В бакалее, толкаясь вместе с Сами среди других иранцев, закупавшихся к Новому году, она спрашивала себя невольно: «Да кто же все эти люди?» Дети фамильярно обращались к родителям, шумные, дурно воспитанные, неуважительные. Девочки-подростки выставляли напоказ голые животы. Клиенты, пробившиеся к прилавку, отталкивали друг друга локтями.
– Это просто… удручающее зрелище! – сказала она, но Сами фыркнул:
– Мама, не заносись!
– Что ты сказал?.. – переспросила она, в самом деле подумав, что ослышалась.
– С какой стати им вести себя лучше, чем американцы? Они поступают как все вокруг, мама, так что хватит судить людей.
Она чуть было не ответила ему резкостью: разве она не вправе ожидать от соотечественников хорошего примера? Но сосчитала до десяти, прежде чем заговорить (научилась этому приему, когда Сами проходил через отрочество), а потом решила и вовсе не возражать. Молча пошла вдоль полок, сбрасывая целлофановые упаковки трав и сухофруктов в корзину, которую нес Сами. Остановилась перед банкой с зернами пшеницы. Сами спросил:
– Хватит ли времени их прорастить?
Времени было предостаточно, он это прекрасно знал. Спрашивал, должно быть, чтобы загладить свою резкость. Так что она ответила:
– Думаю, достаточно. А ты как думаешь?
И на том они примирились.
Да, она судила и оценивала. Сама это знала. С годами становилась все более критичной по отношению к людям – может быть, потому, что так долго жила одна. Надо за собой понаблюдать. Мариам заставила себя улыбнуться первому же, кто ее толкнул, – это была женщина с короткими волосами цвета медной решетки, и когда женщина улыбнулась в ответ, у нее под каждый глазом у внешнего уголка проступила одинокая глубокая морщина, в точности как у тетушки Мину, и Мариам почувствовала внезапную нежность к незнакомке.
Дональдсонов пригласили на воскресенье больше чем через неделю после праздника у родителей Зибы, так что и вовсе не оставалось причин звать всех к Мариам, но она уже смирилась. Всю неделю готовила, по одному-два блюда в день. Накрыла в гостиной хафт син – семь традиционных блюд, среди них маленькие живые и бодрые проростки пшеницы, искусно распределив все на лучшей скатерти с вышивкой.
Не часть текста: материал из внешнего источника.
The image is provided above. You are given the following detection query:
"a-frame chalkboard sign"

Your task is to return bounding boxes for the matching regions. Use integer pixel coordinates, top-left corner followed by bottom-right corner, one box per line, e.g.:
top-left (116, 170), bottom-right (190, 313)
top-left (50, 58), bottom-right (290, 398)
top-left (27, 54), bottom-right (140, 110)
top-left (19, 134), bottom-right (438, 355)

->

Утром в воскресенье она поднялась до рассвета и принялась за дело. Окна светились только в домах, где просыпались младенцы. И слышны только птичьи голоса, новые песни наступившей весны. Мариам шлепала по кухне босиком в муслиновых штанах и длинной рубашке, прежде принадлежавшей Сами. Чай остывал на столике, пока она промывала рис (оставила его набухать), потом полезла на стул за подносами, обрезала стебли желтых тюльпанов, дожидавшихся с вечера в ведрах на заднем дворе. Солнце уже поднялось, сквозь открытое окно она слышала, как визгливо тормозит фургон, развозивший газеты, и «Балтимор сан» шмякнулась на парадное крыльцо. Мариам принесла газету в кухню, почитать под вторую чашку чая. С ее места открывался обзор столовой, где серебро мерцало на столе, блистали чистотой тарелки, желтели тюльпаны в узких стеклянных вазах. Она любила эти часы до появления гостей, пока салфетки еще не смяты, покой не нарушен.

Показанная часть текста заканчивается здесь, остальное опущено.